The demonitsation drive has had all of us running hither and thither to replace our useless currency notes with new notes that are ‘official’ legal tender. Hopefully, hoarders of suitcase-fuls of black money are left scratching their heads on what to do with their high denomination notes, which are illegal.
What is it?
But what is legal tender and why is it so all-powerful? A country or its citizens may use many modes of exchange in their daily lives. History tells us that ancient humans used salt and spices as currency. But ‘Legal tender’ is the money that is recognised by the law of the land, as valid for payment of debt. It must be accepted for discharge of debt. The RBI Act of 1934, which gives the central bank the sole right to issue bank notes, states that “Every bank note shall be legal tender at any place in India in payment for the amount expressed therein”.
Legal tender can be limited or unlimited in character. In India, coins function as limited legal tender. Therefore, 50 paise coins can be offered as legal tender for dues up to ₹10 and smaller coins for dues up to ₹1. Currency notes are unlimited legal tender and can be offered as payment for dues of any size. So does this mean an autowallah is obliged to accept your new ₹2,000 note for a short hop? Not necessarily! If you are yet to get into the auto, the autowallah can turn you down despite it being legal tender. But once you make the trip, and you have incurred a debt, he cannot refuse to take your ₹2,000 note. And he certainly cannot sue you to recover that debt.
Why is it important?
The cancellation of the legal tender status is important because paper money derives all its value from the Government’s recognition of it. Tomorrow, if the Government declares gold to be completely worthless, will it put us Indian citizens into such a tizzy? You can guess that it probably will not! Citizens will probably ignore the government and continue to hoard gold. This is because our tendency to view gold as something of great value does not come from any government diktat; it comes from tradition.

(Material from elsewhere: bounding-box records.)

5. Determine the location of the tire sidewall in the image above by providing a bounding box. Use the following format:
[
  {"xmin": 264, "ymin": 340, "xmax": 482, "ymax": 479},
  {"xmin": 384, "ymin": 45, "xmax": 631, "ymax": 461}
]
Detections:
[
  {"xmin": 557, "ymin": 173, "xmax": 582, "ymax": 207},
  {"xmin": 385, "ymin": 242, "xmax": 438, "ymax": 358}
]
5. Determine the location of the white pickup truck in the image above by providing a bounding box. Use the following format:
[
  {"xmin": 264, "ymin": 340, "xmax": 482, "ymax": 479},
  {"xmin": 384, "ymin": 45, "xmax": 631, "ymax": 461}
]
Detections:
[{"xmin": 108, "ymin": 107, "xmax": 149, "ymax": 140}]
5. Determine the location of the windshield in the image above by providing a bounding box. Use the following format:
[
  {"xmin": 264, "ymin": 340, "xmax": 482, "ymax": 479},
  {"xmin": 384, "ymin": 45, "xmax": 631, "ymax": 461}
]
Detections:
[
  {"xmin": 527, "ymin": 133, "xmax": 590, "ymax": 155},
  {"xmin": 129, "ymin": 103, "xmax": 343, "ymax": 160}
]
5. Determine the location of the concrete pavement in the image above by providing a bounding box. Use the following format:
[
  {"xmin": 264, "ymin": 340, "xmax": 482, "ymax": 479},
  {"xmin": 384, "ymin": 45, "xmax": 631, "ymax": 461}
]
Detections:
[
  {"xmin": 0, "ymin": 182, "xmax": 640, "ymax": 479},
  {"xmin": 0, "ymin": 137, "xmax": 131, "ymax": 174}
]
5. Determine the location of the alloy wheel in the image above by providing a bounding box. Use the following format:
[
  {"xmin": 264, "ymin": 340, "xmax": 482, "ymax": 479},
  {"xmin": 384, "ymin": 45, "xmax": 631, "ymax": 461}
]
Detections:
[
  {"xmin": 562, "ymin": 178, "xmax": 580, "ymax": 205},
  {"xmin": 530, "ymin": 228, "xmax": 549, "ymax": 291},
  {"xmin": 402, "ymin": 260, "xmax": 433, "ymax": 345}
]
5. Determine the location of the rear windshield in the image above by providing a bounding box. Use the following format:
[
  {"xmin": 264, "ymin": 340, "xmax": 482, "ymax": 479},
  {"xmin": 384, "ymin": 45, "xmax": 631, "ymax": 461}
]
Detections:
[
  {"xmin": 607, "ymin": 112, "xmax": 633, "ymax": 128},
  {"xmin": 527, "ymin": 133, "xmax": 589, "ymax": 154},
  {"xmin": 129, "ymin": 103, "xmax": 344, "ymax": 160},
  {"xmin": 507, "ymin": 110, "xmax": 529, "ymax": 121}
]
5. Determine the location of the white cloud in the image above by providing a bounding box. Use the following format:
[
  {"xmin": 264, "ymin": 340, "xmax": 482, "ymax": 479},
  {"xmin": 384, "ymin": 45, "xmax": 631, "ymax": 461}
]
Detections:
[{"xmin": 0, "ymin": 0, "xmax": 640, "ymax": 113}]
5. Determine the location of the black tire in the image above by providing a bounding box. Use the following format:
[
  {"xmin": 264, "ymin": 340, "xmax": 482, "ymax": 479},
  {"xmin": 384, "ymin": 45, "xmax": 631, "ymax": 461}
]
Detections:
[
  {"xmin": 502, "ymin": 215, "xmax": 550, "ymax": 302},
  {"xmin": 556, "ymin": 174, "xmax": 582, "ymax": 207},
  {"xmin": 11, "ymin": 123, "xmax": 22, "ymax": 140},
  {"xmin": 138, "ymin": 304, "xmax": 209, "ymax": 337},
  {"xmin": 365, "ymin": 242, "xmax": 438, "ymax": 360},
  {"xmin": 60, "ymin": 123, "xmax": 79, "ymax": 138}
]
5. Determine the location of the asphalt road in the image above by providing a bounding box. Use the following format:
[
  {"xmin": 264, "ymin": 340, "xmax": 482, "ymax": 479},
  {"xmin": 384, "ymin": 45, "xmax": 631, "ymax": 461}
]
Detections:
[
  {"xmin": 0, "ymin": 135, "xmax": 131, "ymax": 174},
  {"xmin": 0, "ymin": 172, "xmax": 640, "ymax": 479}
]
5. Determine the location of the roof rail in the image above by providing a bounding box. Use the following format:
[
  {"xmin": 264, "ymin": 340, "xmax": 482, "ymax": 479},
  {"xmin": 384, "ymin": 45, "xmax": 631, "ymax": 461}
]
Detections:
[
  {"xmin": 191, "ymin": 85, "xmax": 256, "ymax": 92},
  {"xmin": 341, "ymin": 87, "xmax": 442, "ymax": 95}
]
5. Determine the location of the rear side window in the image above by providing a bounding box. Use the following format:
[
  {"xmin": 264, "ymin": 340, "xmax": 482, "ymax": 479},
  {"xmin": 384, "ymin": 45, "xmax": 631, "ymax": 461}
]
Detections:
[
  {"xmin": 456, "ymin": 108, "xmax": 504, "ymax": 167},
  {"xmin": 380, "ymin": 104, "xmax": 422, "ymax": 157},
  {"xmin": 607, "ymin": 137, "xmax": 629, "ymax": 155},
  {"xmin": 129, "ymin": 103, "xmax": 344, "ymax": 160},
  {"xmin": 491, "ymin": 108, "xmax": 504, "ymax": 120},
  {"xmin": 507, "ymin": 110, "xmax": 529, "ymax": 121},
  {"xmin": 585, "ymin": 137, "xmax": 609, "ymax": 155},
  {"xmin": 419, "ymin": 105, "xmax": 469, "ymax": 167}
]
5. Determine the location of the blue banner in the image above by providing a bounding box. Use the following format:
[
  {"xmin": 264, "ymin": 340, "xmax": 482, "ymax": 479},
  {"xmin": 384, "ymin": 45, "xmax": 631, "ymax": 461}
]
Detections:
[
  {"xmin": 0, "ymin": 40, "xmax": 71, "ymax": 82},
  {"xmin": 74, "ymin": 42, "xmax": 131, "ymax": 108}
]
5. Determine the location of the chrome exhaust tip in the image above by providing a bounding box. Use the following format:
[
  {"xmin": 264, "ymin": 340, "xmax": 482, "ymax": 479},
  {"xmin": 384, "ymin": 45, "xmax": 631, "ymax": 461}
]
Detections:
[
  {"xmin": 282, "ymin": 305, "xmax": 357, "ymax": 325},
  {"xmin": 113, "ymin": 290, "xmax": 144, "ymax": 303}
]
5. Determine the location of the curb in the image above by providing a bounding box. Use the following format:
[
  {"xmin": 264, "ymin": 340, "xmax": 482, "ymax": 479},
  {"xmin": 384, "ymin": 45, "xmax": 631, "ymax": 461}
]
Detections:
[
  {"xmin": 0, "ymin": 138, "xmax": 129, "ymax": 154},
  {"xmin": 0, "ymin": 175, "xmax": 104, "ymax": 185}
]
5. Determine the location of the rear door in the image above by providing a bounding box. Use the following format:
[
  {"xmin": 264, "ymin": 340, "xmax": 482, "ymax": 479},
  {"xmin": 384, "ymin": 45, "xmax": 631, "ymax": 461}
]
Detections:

But for a piece of paper to function as a medium or exchange and store of value, it needs to enjoy unquestioning acceptance from the public. This can only be ensured by declaring such paper currency notes as ‘legal tender’ through a fiat, with the RBI or the Centre promising to ‘pay the bearer’ an equivalent sum if the currency note is presented to them.
Why should I care?
The withdrawal of currency’s legal tender character can lead to sudden jolts to your personal finances, as has happened now. And demonetisation moves are not as rare as you think. The largest demonetisation move in world history unfolded when the European Union was born in 1999 and its member countries demonetised their national currencies to adopt the Euro from 2002. In the 1990s, Australia withdrew its paper currency notes and replaced them with polymer notes. India has demonetised ₹10,000 notes on two occasions, in 1946 and 1978.
With many large economies now bracing for a full-scale war against tax evasion, many nations are mulling the idea of withdrawing legal tender status for their high-value notes. All this makes an even stronger case for you to go cashless and shift to plastic/electronic banking.